Cantù, tutti pazzi per Metta. L’americano: “Qui c’è un tifo incredibile”

Metta World Peace durante la partita contro Capo d'Orlando Metta World Peace durante la partita contro Capo d’Orlando

«Cosa mi piace di più del basket italiano? La passione dei tifosi. È davvero incredibile. Ti mettono addosso una grande carica».
Parole di Metta World Peace dopo la partita vinta da Cantù sabato sera contro Capo d’Orlando. Una netta vittoria per i brianzoli, che si sono imposti per 93-67.
La lotta per i playoff rimane però insidiosa, con molte squadre che lottano per accedere agli spareggi per lo scudetto. Ma con un Metta in più nel motore i tifosi canturini ora hanno la certezza che la loro squadra in questo finale potrà recitare un ruolo da protagonista.
Il campione americano sabato ha impressionato tutti, con 19 punti in 18 minuti. Ma, al di là del fatto che sia stato il miglior marcatore, ciò che ha colpito è stato il suo ruolo. Metta World Peace ha dato tranquillità alla squadra, che troppe volte quest’anno si è persa in un bicchiere d’acqua e si è posto come un punto di riferimento.
Un elemento già decisivo, che, – doveroso ricordarlo – dopo la pausa che si era concesso al termine della sua esperienza in Cina, non è nemmeno in grandi condizioni di forma.

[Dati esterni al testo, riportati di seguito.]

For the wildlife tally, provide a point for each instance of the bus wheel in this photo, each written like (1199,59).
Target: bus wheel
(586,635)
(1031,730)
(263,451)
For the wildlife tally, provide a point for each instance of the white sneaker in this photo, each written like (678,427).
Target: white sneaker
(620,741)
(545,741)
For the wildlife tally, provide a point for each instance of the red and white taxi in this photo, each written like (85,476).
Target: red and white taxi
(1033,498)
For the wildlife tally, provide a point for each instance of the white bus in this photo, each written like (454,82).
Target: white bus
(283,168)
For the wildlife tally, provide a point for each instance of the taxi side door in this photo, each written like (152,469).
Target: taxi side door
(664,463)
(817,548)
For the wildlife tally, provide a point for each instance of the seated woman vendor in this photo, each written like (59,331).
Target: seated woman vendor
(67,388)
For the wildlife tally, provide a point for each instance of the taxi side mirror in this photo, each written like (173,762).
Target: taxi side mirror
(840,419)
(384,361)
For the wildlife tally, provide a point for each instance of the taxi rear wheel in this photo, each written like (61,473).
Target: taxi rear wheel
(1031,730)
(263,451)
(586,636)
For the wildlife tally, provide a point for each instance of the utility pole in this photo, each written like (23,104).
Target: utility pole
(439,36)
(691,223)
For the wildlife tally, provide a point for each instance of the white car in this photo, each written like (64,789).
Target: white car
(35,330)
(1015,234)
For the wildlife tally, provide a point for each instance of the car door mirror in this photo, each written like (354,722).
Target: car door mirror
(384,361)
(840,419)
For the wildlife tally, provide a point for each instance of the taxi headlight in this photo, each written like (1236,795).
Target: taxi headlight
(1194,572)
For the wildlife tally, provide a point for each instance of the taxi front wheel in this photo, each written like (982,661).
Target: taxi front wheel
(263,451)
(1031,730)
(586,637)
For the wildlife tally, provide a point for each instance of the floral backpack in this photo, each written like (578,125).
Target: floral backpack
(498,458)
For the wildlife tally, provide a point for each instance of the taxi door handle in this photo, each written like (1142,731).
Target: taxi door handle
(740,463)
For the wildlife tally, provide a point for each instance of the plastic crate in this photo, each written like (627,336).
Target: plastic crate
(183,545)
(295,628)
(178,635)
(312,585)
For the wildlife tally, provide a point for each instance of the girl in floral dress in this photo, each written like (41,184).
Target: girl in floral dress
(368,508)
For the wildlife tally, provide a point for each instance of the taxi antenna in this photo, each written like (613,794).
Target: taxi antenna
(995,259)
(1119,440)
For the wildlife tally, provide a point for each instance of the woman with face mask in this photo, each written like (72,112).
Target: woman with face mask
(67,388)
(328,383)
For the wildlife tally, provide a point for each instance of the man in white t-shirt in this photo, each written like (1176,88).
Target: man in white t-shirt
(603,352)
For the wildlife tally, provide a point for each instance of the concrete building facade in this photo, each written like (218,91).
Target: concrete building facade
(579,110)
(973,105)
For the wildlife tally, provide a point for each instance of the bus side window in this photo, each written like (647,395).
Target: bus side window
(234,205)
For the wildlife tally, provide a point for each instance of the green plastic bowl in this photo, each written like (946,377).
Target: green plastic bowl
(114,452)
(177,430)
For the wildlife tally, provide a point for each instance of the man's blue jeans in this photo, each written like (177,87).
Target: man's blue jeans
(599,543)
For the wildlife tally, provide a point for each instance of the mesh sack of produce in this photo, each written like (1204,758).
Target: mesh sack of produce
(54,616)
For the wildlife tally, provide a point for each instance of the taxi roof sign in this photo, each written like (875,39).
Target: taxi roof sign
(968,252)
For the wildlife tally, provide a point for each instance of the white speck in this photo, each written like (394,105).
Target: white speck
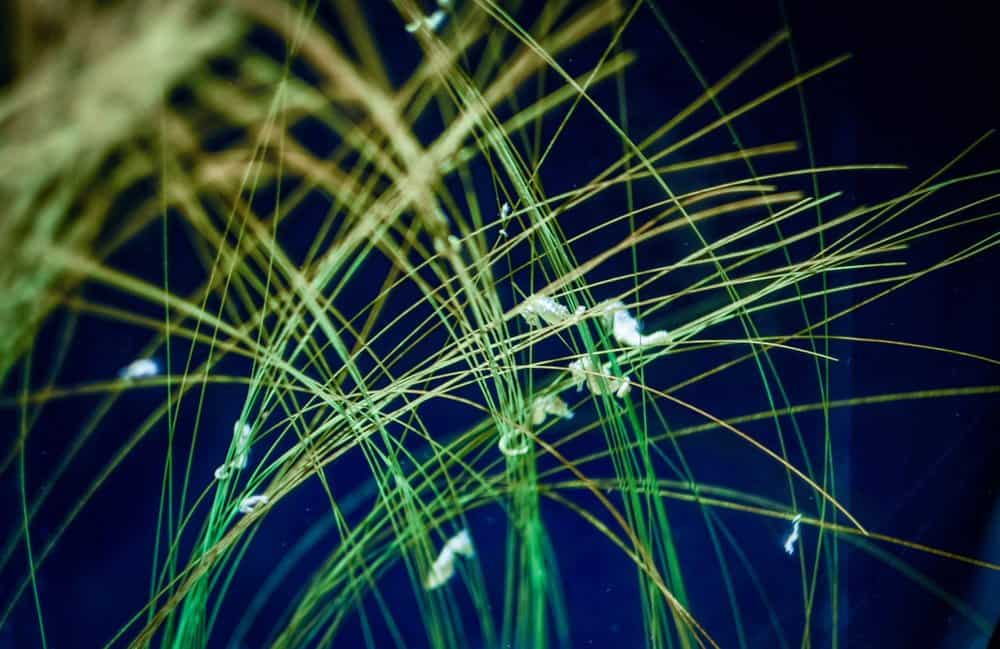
(793,536)
(250,504)
(539,308)
(625,329)
(549,404)
(443,567)
(242,434)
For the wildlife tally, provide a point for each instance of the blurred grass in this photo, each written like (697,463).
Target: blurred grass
(340,214)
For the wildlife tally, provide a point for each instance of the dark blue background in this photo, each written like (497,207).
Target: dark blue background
(921,86)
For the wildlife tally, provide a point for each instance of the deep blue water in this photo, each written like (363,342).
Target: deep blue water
(920,87)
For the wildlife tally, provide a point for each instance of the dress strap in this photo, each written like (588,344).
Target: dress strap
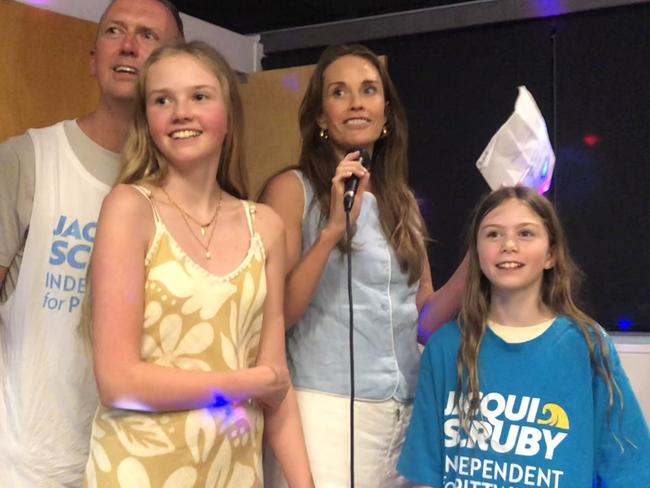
(250,210)
(146,192)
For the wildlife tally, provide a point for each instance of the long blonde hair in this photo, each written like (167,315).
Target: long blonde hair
(400,218)
(558,289)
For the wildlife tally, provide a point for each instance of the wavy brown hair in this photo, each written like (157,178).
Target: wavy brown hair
(400,217)
(142,161)
(558,290)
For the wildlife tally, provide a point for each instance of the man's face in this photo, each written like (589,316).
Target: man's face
(127,34)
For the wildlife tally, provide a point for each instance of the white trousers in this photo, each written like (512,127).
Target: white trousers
(380,428)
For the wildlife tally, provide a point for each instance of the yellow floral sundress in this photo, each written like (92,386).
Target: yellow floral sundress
(199,321)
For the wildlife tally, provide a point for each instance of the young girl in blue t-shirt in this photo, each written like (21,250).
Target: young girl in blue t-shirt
(524,389)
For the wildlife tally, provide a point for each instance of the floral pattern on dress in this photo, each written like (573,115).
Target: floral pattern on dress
(193,320)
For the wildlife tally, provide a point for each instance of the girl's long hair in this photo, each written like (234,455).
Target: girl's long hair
(401,221)
(558,289)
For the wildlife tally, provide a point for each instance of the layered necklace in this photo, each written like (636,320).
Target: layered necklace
(203,227)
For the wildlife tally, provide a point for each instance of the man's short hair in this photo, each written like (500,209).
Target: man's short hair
(171,8)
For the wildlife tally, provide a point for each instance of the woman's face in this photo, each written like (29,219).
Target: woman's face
(354,107)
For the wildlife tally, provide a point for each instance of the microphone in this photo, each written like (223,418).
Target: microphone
(352,183)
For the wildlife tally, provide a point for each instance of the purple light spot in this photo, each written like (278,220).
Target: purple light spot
(625,324)
(291,82)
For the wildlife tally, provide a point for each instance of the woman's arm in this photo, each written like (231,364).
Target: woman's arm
(438,307)
(285,195)
(283,427)
(124,381)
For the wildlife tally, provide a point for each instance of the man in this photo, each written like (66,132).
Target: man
(53,182)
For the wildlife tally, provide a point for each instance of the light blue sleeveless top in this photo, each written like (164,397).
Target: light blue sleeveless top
(386,356)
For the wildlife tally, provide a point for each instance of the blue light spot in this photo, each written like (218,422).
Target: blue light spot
(544,168)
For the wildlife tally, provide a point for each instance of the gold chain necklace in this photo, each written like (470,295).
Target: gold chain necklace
(187,217)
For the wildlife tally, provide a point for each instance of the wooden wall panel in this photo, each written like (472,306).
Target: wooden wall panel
(271,101)
(44,67)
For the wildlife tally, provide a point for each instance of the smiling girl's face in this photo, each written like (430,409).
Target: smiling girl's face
(513,248)
(186,112)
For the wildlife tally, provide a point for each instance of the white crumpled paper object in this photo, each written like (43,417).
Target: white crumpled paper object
(520,153)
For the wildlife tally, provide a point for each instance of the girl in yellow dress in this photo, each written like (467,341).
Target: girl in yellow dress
(187,293)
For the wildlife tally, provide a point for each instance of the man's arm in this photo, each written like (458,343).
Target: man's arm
(16,198)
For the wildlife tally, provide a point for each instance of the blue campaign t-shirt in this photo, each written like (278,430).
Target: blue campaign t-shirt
(545,420)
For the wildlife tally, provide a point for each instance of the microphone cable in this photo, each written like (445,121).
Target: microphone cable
(348,248)
(348,201)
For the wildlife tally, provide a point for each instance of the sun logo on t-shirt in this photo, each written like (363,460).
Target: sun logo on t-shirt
(557,417)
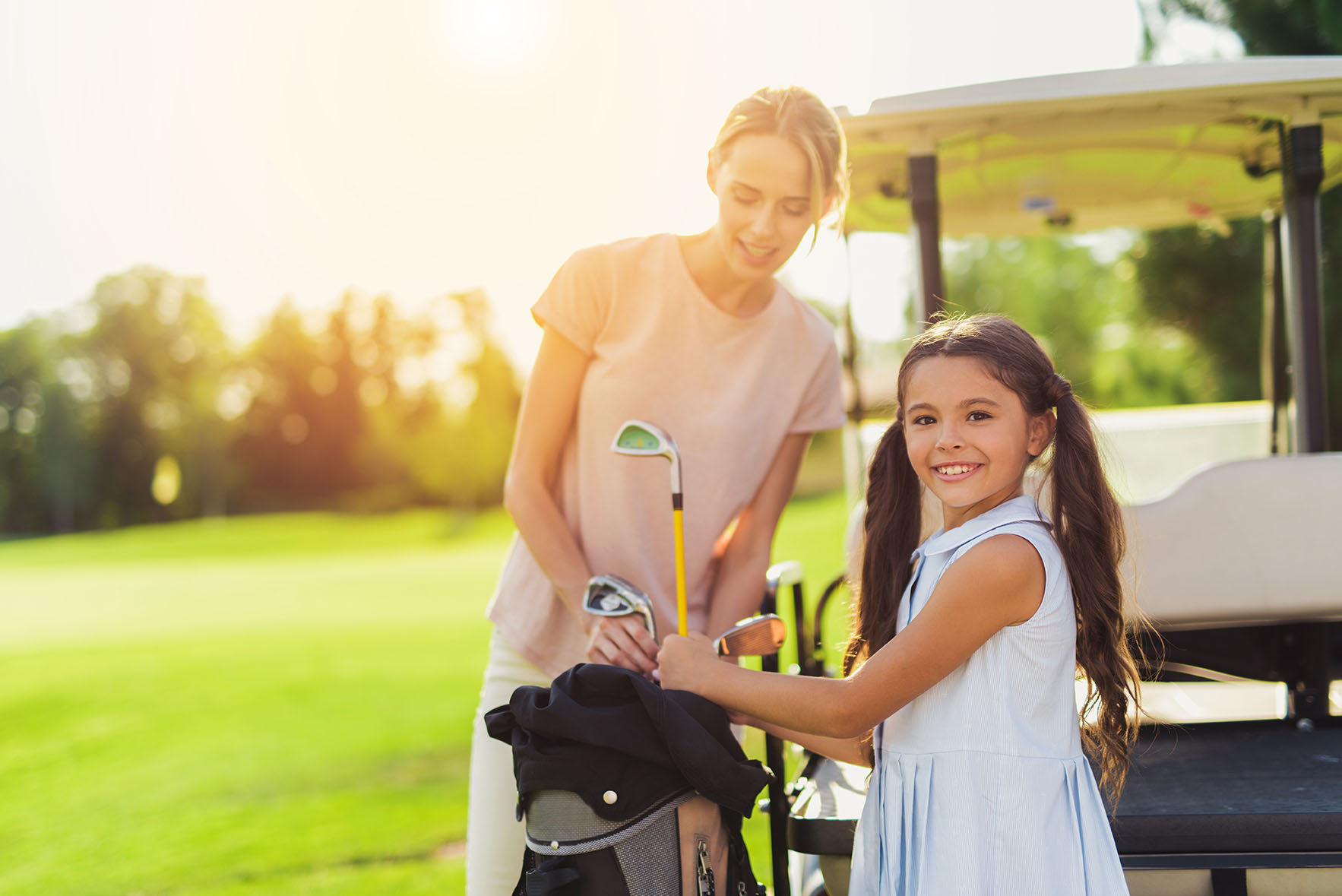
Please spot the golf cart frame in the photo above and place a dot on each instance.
(1158, 147)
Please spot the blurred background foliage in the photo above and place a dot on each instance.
(138, 408)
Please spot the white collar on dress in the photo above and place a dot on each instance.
(1021, 508)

«Chissà come sarà quando si sarà inserito e sarà al top», è la frase che si è sentita più spesso tra gli spettatori che hanno lasciato soddisfatti il Pianella.
Dal canto suo, lo stesso Metta tiene a sottolineare che al centro di ogni cosa c’è prima di tutto la squadra.
«Contro Capo d’Orlando sono stato io a segnare più punti – ha specificato l’americano – alla prossima occasione toccherà a qualcun altro».
«L’importante che è tutta la squadra giri bene un po’ come quando giocavo all’università e un po’ tutti facevamo un buon numero di punti e non ci affidavamo al singolo», ha concluso Metta.
La sfida per i playoff è abbastanza complicata, come detto, con quattro squadre che sono a quota 22 in classifica all’ottavo posto: oltre alla Vitasnella Cantù vi sono Roma, Pistoia e Cremona. A 24 c’è Bologna. Insomma una bella lotta per accaparrarsi gli ultimi due posti disponibili per le sfide-scudetto.
La formazione brianzola ha una partita in meno, visto che deve recuperare il derby casalingo con Milano il prossimo 16 aprile. Una gara che già si annuncia da “tutto esaurito”.
Prima, però, domenica, c’è da affrontare la trasferta a Venezia dall’ex Carlo Recalcati. Gara decisamente insidiosa, ma con un Metta in più nessun traguardo può essere precluso.